O leque de ações de estratégias de comunicação necessárias vai implicar em investimento maior nessa área, avalia a pesquisadora. Nesse sentido, ela afirma que caberá ao governo federal disponibilizar recursos não apenas financeiros, mas também humanos para orientar as ações localizadas que precisarão ser pensadas em cada município.

"A população precisa ser lembrada constantemente do risco de não vacinar, mas uma estratégia só para o Brasil inteiro não vai funcionar. Tem lugares em que se chega com influencers, e tem lugares em que vai ter que usar carro de som, por exemplo."

A presidente da Sociedade Brasileira de Imunizações, Mônica Levy, concorda que adotar estratégias variadas de comunicação será fundamental para alcançar as diferentes realidades do país.

"É preciso ver quais são os líderes também de cada município, os líderes religiosos, com quem é preciso conversar para serem participantes ativos da conscientização. A vacinação tem que ser um trabalho localizado, e esse é o desafio dentro desse Brasil imenso.

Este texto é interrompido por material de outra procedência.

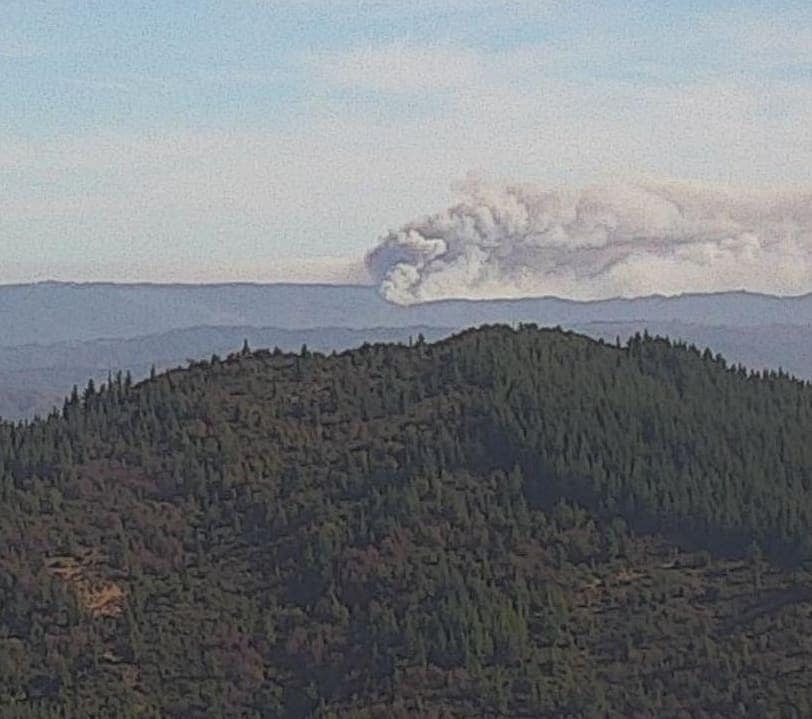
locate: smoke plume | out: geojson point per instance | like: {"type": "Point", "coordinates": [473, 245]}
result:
{"type": "Point", "coordinates": [607, 241]}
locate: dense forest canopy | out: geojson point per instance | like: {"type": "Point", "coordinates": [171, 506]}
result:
{"type": "Point", "coordinates": [512, 522]}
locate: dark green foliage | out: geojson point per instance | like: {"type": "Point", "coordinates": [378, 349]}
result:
{"type": "Point", "coordinates": [509, 523]}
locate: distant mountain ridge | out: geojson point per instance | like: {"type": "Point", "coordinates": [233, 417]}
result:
{"type": "Point", "coordinates": [53, 312]}
{"type": "Point", "coordinates": [55, 335]}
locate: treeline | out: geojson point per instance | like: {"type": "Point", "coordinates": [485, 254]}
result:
{"type": "Point", "coordinates": [512, 522]}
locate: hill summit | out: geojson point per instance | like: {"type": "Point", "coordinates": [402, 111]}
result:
{"type": "Point", "coordinates": [511, 522]}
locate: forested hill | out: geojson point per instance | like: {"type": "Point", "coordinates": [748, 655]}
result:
{"type": "Point", "coordinates": [511, 522]}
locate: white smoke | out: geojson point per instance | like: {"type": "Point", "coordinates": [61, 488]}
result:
{"type": "Point", "coordinates": [607, 241]}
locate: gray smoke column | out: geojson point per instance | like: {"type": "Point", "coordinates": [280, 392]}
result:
{"type": "Point", "coordinates": [603, 241]}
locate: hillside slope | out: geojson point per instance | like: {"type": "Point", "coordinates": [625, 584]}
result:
{"type": "Point", "coordinates": [520, 523]}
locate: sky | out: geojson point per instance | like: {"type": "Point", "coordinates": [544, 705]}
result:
{"type": "Point", "coordinates": [261, 141]}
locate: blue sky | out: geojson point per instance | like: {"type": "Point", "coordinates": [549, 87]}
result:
{"type": "Point", "coordinates": [264, 140]}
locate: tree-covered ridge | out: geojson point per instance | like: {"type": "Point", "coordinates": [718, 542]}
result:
{"type": "Point", "coordinates": [485, 527]}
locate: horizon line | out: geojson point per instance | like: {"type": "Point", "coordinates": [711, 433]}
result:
{"type": "Point", "coordinates": [372, 286]}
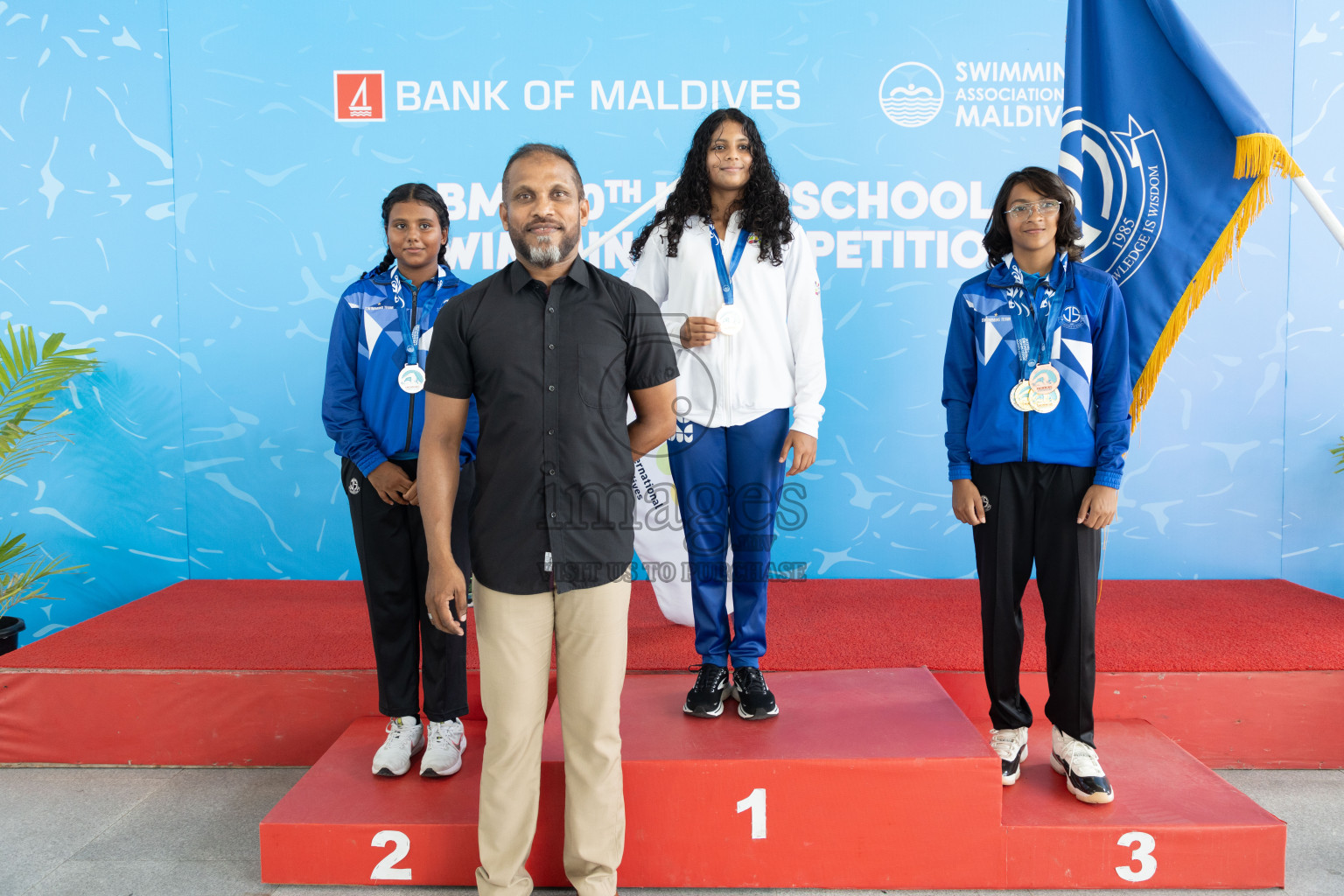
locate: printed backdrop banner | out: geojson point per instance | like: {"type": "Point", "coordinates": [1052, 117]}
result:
{"type": "Point", "coordinates": [190, 187]}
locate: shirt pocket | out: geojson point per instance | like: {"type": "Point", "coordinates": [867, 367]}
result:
{"type": "Point", "coordinates": [602, 374]}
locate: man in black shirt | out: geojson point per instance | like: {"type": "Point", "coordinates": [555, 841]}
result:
{"type": "Point", "coordinates": [551, 346]}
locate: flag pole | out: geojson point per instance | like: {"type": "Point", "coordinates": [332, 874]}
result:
{"type": "Point", "coordinates": [1318, 203]}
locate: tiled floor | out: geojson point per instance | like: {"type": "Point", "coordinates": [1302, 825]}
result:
{"type": "Point", "coordinates": [192, 832]}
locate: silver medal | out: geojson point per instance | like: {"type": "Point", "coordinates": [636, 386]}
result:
{"type": "Point", "coordinates": [411, 379]}
{"type": "Point", "coordinates": [1045, 379]}
{"type": "Point", "coordinates": [730, 320]}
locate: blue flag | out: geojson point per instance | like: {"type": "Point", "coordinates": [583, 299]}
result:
{"type": "Point", "coordinates": [1167, 160]}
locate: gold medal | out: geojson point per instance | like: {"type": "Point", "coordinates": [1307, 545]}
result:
{"type": "Point", "coordinates": [1045, 402]}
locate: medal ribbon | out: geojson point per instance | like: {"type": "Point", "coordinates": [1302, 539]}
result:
{"type": "Point", "coordinates": [410, 331]}
{"type": "Point", "coordinates": [1028, 326]}
{"type": "Point", "coordinates": [724, 270]}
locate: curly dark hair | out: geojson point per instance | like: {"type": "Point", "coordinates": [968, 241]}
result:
{"type": "Point", "coordinates": [764, 202]}
{"type": "Point", "coordinates": [425, 195]}
{"type": "Point", "coordinates": [998, 241]}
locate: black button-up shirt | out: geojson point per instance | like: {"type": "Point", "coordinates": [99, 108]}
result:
{"type": "Point", "coordinates": [550, 373]}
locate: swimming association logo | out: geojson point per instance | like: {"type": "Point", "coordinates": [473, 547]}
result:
{"type": "Point", "coordinates": [1118, 183]}
{"type": "Point", "coordinates": [359, 95]}
{"type": "Point", "coordinates": [910, 94]}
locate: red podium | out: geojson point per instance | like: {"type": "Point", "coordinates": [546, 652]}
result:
{"type": "Point", "coordinates": [867, 780]}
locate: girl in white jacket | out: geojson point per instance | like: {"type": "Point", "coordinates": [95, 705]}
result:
{"type": "Point", "coordinates": [738, 288]}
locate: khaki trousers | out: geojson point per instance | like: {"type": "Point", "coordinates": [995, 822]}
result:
{"type": "Point", "coordinates": [514, 634]}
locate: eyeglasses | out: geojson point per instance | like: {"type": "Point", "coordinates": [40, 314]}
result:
{"type": "Point", "coordinates": [1046, 207]}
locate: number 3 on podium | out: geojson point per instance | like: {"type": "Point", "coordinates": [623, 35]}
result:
{"type": "Point", "coordinates": [388, 870]}
{"type": "Point", "coordinates": [1144, 845]}
{"type": "Point", "coordinates": [756, 802]}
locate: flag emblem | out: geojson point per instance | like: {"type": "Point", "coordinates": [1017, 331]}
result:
{"type": "Point", "coordinates": [359, 95]}
{"type": "Point", "coordinates": [1124, 215]}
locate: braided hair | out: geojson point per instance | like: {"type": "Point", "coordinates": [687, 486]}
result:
{"type": "Point", "coordinates": [764, 203]}
{"type": "Point", "coordinates": [425, 195]}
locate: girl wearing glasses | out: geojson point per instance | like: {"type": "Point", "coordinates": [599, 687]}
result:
{"type": "Point", "coordinates": [1037, 388]}
{"type": "Point", "coordinates": [738, 286]}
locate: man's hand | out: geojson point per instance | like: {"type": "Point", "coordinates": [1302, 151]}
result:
{"type": "Point", "coordinates": [391, 482]}
{"type": "Point", "coordinates": [965, 502]}
{"type": "Point", "coordinates": [1098, 507]}
{"type": "Point", "coordinates": [699, 331]}
{"type": "Point", "coordinates": [445, 597]}
{"type": "Point", "coordinates": [804, 451]}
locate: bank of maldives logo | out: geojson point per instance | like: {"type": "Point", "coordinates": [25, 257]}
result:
{"type": "Point", "coordinates": [359, 95]}
{"type": "Point", "coordinates": [1118, 183]}
{"type": "Point", "coordinates": [910, 94]}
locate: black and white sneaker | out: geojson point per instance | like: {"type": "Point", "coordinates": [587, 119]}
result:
{"type": "Point", "coordinates": [1011, 746]}
{"type": "Point", "coordinates": [706, 697]}
{"type": "Point", "coordinates": [754, 699]}
{"type": "Point", "coordinates": [1078, 763]}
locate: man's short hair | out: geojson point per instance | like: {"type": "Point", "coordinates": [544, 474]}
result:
{"type": "Point", "coordinates": [549, 150]}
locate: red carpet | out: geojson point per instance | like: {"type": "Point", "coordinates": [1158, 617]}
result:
{"type": "Point", "coordinates": [844, 624]}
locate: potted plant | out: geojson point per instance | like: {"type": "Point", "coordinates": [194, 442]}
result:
{"type": "Point", "coordinates": [30, 376]}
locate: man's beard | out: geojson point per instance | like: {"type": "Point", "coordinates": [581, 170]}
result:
{"type": "Point", "coordinates": [547, 251]}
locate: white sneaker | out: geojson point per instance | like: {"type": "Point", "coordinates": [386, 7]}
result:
{"type": "Point", "coordinates": [1078, 763]}
{"type": "Point", "coordinates": [1011, 746]}
{"type": "Point", "coordinates": [405, 739]}
{"type": "Point", "coordinates": [444, 747]}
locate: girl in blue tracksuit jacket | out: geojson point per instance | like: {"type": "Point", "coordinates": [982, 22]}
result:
{"type": "Point", "coordinates": [1037, 389]}
{"type": "Point", "coordinates": [374, 410]}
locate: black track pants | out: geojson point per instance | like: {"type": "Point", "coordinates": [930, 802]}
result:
{"type": "Point", "coordinates": [394, 562]}
{"type": "Point", "coordinates": [1032, 514]}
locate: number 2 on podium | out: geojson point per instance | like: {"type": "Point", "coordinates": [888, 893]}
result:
{"type": "Point", "coordinates": [388, 868]}
{"type": "Point", "coordinates": [1144, 845]}
{"type": "Point", "coordinates": [756, 802]}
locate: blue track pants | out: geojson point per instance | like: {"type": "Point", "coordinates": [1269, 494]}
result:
{"type": "Point", "coordinates": [727, 482]}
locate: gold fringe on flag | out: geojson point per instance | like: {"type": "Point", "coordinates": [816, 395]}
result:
{"type": "Point", "coordinates": [1256, 156]}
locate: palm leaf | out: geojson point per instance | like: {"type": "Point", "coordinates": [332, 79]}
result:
{"type": "Point", "coordinates": [30, 378]}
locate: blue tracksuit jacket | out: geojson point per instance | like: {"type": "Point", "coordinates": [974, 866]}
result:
{"type": "Point", "coordinates": [1090, 349]}
{"type": "Point", "coordinates": [365, 411]}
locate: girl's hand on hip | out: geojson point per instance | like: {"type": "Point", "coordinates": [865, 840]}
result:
{"type": "Point", "coordinates": [804, 451]}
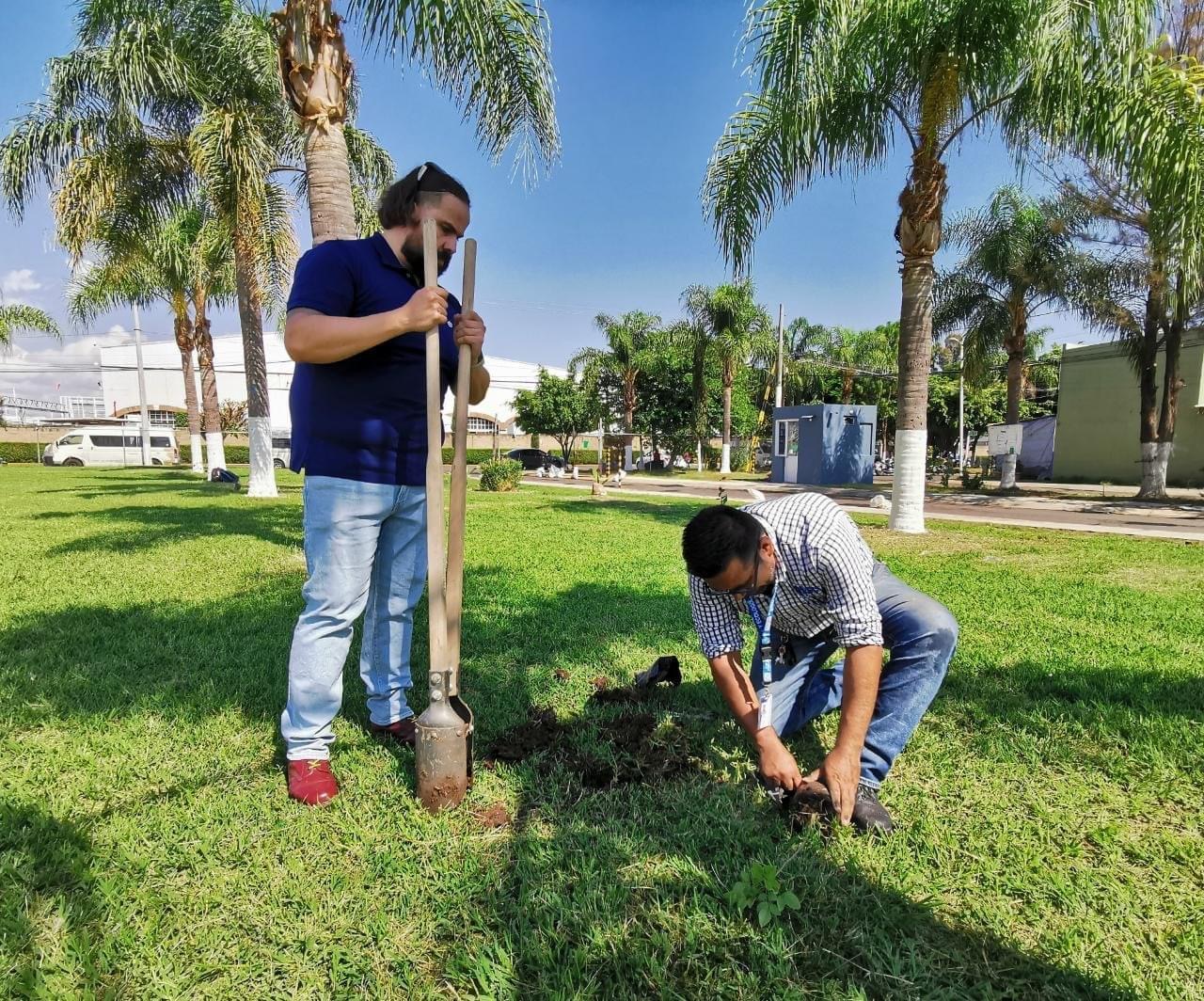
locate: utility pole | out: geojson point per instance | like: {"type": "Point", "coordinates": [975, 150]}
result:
{"type": "Point", "coordinates": [777, 395]}
{"type": "Point", "coordinates": [142, 389]}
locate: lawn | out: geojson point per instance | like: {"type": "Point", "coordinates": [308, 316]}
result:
{"type": "Point", "coordinates": [1050, 806]}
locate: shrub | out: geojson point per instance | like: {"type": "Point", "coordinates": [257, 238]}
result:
{"type": "Point", "coordinates": [499, 475]}
{"type": "Point", "coordinates": [21, 451]}
{"type": "Point", "coordinates": [236, 454]}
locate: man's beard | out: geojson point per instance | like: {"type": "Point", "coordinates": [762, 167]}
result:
{"type": "Point", "coordinates": [412, 250]}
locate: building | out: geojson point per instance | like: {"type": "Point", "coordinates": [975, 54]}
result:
{"type": "Point", "coordinates": [824, 443]}
{"type": "Point", "coordinates": [25, 409]}
{"type": "Point", "coordinates": [83, 407]}
{"type": "Point", "coordinates": [1099, 416]}
{"type": "Point", "coordinates": [491, 417]}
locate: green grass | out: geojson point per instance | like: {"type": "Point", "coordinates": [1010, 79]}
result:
{"type": "Point", "coordinates": [1050, 804]}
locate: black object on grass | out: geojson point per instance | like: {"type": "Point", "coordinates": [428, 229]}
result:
{"type": "Point", "coordinates": [665, 670]}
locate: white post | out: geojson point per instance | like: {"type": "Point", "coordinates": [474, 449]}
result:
{"type": "Point", "coordinates": [777, 395]}
{"type": "Point", "coordinates": [961, 405]}
{"type": "Point", "coordinates": [142, 388]}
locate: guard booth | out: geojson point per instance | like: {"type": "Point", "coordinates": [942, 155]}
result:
{"type": "Point", "coordinates": [824, 445]}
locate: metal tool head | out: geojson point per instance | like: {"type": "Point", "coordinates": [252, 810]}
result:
{"type": "Point", "coordinates": [443, 750]}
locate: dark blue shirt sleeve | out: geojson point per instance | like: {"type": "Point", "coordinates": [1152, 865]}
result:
{"type": "Point", "coordinates": [324, 280]}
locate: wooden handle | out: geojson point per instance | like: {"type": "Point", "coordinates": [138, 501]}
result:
{"type": "Point", "coordinates": [436, 566]}
{"type": "Point", "coordinates": [459, 501]}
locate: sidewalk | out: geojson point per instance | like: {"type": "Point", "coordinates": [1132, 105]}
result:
{"type": "Point", "coordinates": [1120, 516]}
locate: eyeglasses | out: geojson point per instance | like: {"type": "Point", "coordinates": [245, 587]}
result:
{"type": "Point", "coordinates": [744, 589]}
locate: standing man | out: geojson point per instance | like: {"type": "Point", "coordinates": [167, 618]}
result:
{"type": "Point", "coordinates": [802, 571]}
{"type": "Point", "coordinates": [356, 325]}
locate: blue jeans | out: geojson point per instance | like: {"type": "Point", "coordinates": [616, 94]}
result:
{"type": "Point", "coordinates": [920, 635]}
{"type": "Point", "coordinates": [365, 548]}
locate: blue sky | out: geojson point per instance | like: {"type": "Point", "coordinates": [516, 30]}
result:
{"type": "Point", "coordinates": [644, 90]}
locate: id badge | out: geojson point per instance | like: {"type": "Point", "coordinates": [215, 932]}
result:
{"type": "Point", "coordinates": [765, 713]}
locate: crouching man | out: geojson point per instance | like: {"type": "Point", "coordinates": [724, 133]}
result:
{"type": "Point", "coordinates": [802, 571]}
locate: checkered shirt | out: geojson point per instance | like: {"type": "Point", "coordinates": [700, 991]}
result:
{"type": "Point", "coordinates": [824, 580]}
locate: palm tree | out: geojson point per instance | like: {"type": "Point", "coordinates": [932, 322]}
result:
{"type": "Point", "coordinates": [17, 316]}
{"type": "Point", "coordinates": [1022, 258]}
{"type": "Point", "coordinates": [491, 56]}
{"type": "Point", "coordinates": [839, 82]}
{"type": "Point", "coordinates": [633, 341]}
{"type": "Point", "coordinates": [852, 353]}
{"type": "Point", "coordinates": [735, 329]}
{"type": "Point", "coordinates": [183, 264]}
{"type": "Point", "coordinates": [163, 103]}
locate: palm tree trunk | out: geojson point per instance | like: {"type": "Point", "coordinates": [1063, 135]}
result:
{"type": "Point", "coordinates": [1015, 346]}
{"type": "Point", "coordinates": [1148, 388]}
{"type": "Point", "coordinates": [1172, 382]}
{"type": "Point", "coordinates": [262, 473]}
{"type": "Point", "coordinates": [317, 75]}
{"type": "Point", "coordinates": [919, 237]}
{"type": "Point", "coordinates": [725, 460]}
{"type": "Point", "coordinates": [331, 210]}
{"type": "Point", "coordinates": [214, 446]}
{"type": "Point", "coordinates": [183, 331]}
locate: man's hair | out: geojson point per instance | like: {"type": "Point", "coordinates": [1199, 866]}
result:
{"type": "Point", "coordinates": [718, 535]}
{"type": "Point", "coordinates": [422, 183]}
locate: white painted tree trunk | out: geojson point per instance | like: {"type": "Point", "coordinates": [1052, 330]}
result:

Os governadores e prefeitos precisam traçar planos de ação localizados, e o Ministério da Saúde coordena tudo isso".

Outro ponto considerado fundamental é a capacitação dos profissionais das mais de 35 mil salas de vacina do país, para que estejam seguros na hora de responder dúvidas da população e tomar decisões que não desperdicem oportunidades de vacinar.